Much of the debate centres around how we are going to connect even more renewable energy to the system, encourage customers to adopt low carbon technologies and manage bills as a result. But it is critical that attention is given to how we store energy and use it flexibly in a much more variable energy system. We can’t control the wind, and we can’t control the sun, which means we will need an energy system which is capable of storing significant amounts of energy.
The role of linepack
In today’s energy system, the gas network provides much of the storage and flexibility needed to keep our lights on and homes warm. One of the primary ways it does this is through a function called ‘linepack’.
Linepack is the term used to describe the amount of gas contained within the higher-pressure pipelines (>7bar) of Britain’s transmission and distribution gas infrastructure. Linepack delivers an unrivalled degree of energy system flexibility, with the gas system filled up with gas overnight and then those volumes used during the period of higher demand across the following day. The graph below illustrates how this plays out in practice.
This flexibility is particularly valuable during the winter ‘heating season’, when the hourly demand for gas can be over four times that of electricity. Linepack is being used more for power generation too, with gas-fired power generation forming a gradually smaller part of the overall electricity generation mix but increasingly being relied upon to ramp up and down quickly to provide crucial electricity system flexibility.
It is hard to overstate the vast energy storage capacity that exists in the pipes running under our feet. Research from the UK Energy Research Centre calculates annual linepack flexibility to be in the region of 100TWh per year[1], against the backdrop of around 700TWh of annual gas demand (thanks to Grant Wilson for allowing me to share his fantastic work on this). To put this into context, matching the annual storage capability offered by linepack is equivalent to filling and emptying by far our largest gas storage facility, Rough, six and a half times.
Equating these numbers in electricity system terms puts the value of linepack in even clearer context. 100TWh of flexibility is equivalent to using the full capacity of our largest pumped hydro facility, Dinorwig in North Wales, 11,000 times. Equally, you would need to fully charge and discharge 2 billion average electric vehicles or a staggering 7.5 billion Tesla Powerwalls to match the annual energy storage capability of the gas network.
However, we know we cannot continue to use the gas network to transport fossil fuels if we are to meet Net Zero. So, how can we replicate the valuable flexibility we get from linepack as the energy system evolves?

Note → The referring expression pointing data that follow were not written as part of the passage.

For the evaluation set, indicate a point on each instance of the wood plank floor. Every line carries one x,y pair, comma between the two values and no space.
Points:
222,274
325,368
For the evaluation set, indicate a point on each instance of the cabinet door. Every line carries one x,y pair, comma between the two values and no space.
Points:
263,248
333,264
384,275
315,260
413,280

The future energy system will need diverse sources of storage – and a lot of it
Replacing the linepack value of the natural gas system is not impossible, but it will present considerable challenges. For example, while there is no technical reason that linepack can’t be delivered using hydrogen, the lower energy density of hydrogen compared to methane means that the linepack potential of the same volume of gas is lower[2].

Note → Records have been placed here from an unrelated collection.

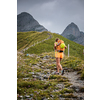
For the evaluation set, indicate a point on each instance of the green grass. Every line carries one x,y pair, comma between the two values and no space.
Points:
25,63
48,45
25,39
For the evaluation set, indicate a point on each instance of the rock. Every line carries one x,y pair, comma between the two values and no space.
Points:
51,95
44,98
45,77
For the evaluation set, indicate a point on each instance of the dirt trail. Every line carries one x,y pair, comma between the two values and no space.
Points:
77,84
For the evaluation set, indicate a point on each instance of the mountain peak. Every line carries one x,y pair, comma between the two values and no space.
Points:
73,33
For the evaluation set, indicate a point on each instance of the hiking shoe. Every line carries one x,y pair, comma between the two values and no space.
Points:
56,73
62,72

Replacing the flexibility value of linepack in today’s gas network will require us to take a whole systems approach, utilising both the electricity and gas systems. The Royal Society estimated that the UK will need up to 100TWh of low carbon storage capacity by 2050 to manage periods of low renewable generation[3]. We can get some of this from flexibility on the electricity supply side, through technologies such as batteries, pumped hydro or compressed air energy storage, for example. But these tend to store energy for hours rather than weeks, months or seasons, and not to the scale the system is going to need. On the demand side, we should utilise the flexibility capabilities of technologies like electric vehicles and heat pumps, while also looking to unlock flexibility from consumers through demand-side response. This will help, and will also help to manage the costs of the energy transition, but the reality is that we won’t get anywhere near the storage and flexibility needs of the future energy system without green gas in some form.
We are going to need significant amounts of green gas storage infrastructure, through dedicated storage facilities, pipelines, or, more likely, both, storing a mixture of green gases including biomethane and hydrogen. Exactly how those gases are used is another question, but there is no pathway for the future of the energy system which does not involve significant amounts of green gas storage and flexibility.
As the country moves towards Net Zero, we must be mindful that the challenge is not all about connecting up renewable generation and adopting low carbon technologies. We also need to design and deliver an energy system which is resilient, keeping our energy supplies secure during even the most challenging system conditions. Replicating the linepack value of today’s gas system with diverse sources of energy storage will be absolutely fundamental to getting this right.
Sources:
[1] UK Energy Research Centre (2019)
[2] Linepack potential of hydrogen innovation project led by National Gas
[3] Royal Society (2023)